# Muffin Tin Liners



## Zhizara (Mar 15, 2011)

I finally got myself a muffin tin, and have already used it to make individual mushroom gratins as well as for baking stuffing, but my problem is that I cannot find the paper liners at either of my local stores.

I hunted the muffin mix area of the store thoroughly, but they just weren't there.

Does anyone have any ideas where else in the store they might be found?


----------



## Selkie (Mar 15, 2011)

I never use paper liners. They stick and make a mess when taking them off of the muffin/cup cake. More often than not, you end up losing much of your cup cake to the liner!

I use a shot of non-stick spray in each cup. The cupcake base browns a LOT better, has a better texture, and the cupcake looks prettier.

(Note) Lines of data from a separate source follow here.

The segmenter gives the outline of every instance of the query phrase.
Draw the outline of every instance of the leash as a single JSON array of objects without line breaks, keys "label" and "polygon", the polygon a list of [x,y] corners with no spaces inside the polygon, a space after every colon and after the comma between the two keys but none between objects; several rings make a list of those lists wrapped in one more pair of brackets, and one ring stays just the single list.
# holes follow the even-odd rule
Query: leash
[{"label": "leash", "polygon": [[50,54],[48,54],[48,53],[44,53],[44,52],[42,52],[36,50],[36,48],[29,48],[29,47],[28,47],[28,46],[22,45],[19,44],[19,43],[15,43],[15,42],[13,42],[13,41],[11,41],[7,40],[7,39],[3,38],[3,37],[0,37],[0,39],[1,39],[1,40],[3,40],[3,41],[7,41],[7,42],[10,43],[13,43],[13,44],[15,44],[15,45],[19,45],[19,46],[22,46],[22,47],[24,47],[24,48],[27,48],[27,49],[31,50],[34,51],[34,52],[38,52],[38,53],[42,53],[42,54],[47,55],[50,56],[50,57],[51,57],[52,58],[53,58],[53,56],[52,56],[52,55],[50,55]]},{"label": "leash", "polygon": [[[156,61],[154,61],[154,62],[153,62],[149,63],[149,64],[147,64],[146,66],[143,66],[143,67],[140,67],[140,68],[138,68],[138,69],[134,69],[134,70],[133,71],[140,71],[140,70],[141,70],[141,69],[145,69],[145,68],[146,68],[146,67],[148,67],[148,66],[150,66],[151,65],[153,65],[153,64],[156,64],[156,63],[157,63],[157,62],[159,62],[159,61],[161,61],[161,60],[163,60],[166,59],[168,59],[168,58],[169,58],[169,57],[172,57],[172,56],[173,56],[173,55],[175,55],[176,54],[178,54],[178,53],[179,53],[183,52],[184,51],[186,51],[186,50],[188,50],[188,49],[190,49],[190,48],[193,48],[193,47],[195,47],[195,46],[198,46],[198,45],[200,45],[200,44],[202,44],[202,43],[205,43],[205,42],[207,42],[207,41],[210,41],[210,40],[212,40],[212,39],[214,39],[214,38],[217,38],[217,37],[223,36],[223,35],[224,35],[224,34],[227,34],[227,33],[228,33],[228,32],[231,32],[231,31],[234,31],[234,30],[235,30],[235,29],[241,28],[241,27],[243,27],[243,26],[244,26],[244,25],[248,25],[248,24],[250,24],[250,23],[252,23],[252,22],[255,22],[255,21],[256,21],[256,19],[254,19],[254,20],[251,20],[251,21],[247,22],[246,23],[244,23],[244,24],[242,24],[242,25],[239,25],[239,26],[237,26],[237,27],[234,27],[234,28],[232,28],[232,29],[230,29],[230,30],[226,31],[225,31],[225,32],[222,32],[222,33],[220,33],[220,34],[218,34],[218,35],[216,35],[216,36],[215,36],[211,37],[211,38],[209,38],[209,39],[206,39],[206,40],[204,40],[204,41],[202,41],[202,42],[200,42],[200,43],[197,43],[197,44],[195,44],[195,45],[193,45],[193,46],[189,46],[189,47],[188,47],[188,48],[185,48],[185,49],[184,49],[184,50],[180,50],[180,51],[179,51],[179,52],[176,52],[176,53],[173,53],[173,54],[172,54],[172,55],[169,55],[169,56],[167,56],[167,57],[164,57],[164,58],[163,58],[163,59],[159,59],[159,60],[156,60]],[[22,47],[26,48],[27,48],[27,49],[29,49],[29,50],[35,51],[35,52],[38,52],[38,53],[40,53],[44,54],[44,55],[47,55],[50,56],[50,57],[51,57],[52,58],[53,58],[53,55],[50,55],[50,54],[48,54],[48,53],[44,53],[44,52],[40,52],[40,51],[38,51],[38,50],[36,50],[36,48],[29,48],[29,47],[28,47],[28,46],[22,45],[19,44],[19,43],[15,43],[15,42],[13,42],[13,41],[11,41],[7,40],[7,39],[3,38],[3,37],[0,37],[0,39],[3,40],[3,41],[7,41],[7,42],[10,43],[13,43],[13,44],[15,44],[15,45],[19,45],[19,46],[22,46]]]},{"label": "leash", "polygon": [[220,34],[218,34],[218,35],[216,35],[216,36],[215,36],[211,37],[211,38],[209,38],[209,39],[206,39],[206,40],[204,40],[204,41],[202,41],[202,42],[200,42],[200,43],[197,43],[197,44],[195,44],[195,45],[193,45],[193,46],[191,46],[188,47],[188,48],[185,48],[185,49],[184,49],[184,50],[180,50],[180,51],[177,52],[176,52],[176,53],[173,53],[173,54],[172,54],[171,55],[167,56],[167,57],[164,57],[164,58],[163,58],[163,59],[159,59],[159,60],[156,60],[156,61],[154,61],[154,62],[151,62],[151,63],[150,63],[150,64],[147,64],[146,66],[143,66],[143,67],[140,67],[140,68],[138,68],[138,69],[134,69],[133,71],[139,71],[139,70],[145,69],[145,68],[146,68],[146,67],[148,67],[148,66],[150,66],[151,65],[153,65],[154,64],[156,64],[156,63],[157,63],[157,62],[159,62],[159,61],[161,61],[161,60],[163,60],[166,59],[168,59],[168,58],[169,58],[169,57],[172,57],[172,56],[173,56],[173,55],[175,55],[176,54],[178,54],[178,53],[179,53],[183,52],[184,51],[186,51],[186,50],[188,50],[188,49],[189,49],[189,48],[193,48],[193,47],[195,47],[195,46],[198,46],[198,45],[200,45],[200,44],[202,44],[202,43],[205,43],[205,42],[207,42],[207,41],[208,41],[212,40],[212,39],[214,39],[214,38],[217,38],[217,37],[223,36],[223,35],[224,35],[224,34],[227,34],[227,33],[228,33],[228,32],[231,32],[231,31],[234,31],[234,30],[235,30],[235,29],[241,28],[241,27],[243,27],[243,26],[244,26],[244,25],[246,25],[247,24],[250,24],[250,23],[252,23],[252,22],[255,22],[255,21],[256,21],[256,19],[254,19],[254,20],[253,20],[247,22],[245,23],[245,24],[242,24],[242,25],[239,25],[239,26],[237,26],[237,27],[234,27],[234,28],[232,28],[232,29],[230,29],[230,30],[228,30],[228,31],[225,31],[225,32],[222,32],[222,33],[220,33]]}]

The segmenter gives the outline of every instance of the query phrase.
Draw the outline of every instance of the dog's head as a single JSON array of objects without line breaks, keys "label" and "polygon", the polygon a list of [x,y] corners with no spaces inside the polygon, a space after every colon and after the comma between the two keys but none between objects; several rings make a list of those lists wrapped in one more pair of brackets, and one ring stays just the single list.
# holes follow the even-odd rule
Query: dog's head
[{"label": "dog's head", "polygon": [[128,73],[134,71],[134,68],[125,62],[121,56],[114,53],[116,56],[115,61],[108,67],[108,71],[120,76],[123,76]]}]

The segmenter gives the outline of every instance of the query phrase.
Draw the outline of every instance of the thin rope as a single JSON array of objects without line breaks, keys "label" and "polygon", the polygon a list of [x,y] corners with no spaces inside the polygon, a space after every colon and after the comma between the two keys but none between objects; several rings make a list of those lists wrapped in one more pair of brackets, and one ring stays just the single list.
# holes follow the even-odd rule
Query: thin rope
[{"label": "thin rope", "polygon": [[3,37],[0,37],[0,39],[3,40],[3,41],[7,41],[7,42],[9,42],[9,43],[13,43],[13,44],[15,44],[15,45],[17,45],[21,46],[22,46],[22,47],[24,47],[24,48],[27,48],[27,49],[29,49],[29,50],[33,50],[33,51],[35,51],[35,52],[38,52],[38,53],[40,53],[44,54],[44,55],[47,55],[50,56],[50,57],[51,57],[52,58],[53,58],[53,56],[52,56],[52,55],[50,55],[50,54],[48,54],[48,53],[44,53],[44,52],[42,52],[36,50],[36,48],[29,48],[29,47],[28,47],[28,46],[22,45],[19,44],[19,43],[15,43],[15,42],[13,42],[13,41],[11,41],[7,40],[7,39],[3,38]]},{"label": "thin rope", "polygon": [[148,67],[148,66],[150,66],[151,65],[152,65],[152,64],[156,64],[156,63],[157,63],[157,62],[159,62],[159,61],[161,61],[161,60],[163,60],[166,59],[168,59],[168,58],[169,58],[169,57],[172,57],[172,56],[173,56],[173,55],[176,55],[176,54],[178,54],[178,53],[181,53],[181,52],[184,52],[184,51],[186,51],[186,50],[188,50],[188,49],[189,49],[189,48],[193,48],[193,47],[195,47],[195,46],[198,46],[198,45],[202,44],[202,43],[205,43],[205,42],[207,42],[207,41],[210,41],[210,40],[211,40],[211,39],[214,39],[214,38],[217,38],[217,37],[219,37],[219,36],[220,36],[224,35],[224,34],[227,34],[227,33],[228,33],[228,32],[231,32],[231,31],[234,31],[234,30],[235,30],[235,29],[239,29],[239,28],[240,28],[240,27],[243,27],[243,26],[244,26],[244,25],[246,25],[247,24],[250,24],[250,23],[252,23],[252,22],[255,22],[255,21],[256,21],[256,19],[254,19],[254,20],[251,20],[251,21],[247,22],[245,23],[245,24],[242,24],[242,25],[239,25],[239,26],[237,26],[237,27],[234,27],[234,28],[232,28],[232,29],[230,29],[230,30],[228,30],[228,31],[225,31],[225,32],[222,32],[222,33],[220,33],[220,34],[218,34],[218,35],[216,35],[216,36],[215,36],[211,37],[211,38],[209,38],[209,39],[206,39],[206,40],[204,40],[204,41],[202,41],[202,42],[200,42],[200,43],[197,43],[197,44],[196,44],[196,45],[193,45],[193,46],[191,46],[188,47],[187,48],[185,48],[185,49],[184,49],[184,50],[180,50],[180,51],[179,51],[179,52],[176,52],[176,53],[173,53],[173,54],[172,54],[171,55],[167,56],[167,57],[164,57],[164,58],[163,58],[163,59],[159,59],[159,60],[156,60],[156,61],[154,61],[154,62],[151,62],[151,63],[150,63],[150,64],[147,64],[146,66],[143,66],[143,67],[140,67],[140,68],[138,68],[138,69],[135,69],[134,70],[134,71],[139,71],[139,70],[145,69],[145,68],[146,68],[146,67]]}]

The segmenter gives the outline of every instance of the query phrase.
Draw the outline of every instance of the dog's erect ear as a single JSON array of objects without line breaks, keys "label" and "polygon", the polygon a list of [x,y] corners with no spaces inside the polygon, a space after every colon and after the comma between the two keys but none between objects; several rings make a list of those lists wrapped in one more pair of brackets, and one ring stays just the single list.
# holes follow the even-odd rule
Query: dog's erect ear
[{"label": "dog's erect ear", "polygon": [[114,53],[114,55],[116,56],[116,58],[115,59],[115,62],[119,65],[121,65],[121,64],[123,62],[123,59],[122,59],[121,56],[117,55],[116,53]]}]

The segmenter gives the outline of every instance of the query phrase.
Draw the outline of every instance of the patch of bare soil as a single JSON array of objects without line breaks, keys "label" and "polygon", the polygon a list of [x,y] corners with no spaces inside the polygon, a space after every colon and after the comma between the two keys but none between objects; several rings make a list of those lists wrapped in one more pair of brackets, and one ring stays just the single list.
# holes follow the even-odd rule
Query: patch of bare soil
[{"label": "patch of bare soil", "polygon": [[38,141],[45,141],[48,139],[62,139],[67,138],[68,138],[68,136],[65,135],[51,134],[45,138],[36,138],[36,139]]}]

But, in response to your question, liners can be found in the bakery dept, usually near the sugar, baking nuts, birthday candles. Once in a while they put them with the foil and plastic wrap. When in doubt, ask a clerk or manager. They are there to serve you.


----------



## pacanis (Mar 15, 2011)

In my town grocer they are by the baking supplies like birthday candles and candies, too.


----------



## Mama (Mar 15, 2011)

Same place in my store too.


----------



## LAJ (Mar 15, 2011)

*muffin liners*

I cut out circles of parchment paper and keep them on hand. They are sometimes tricky to position but work well for me.


----------



## Andy M. (Mar 15, 2011)

Traditionally, cupcakes get liners and muffins do not.  But it's not  legal requirement.


----------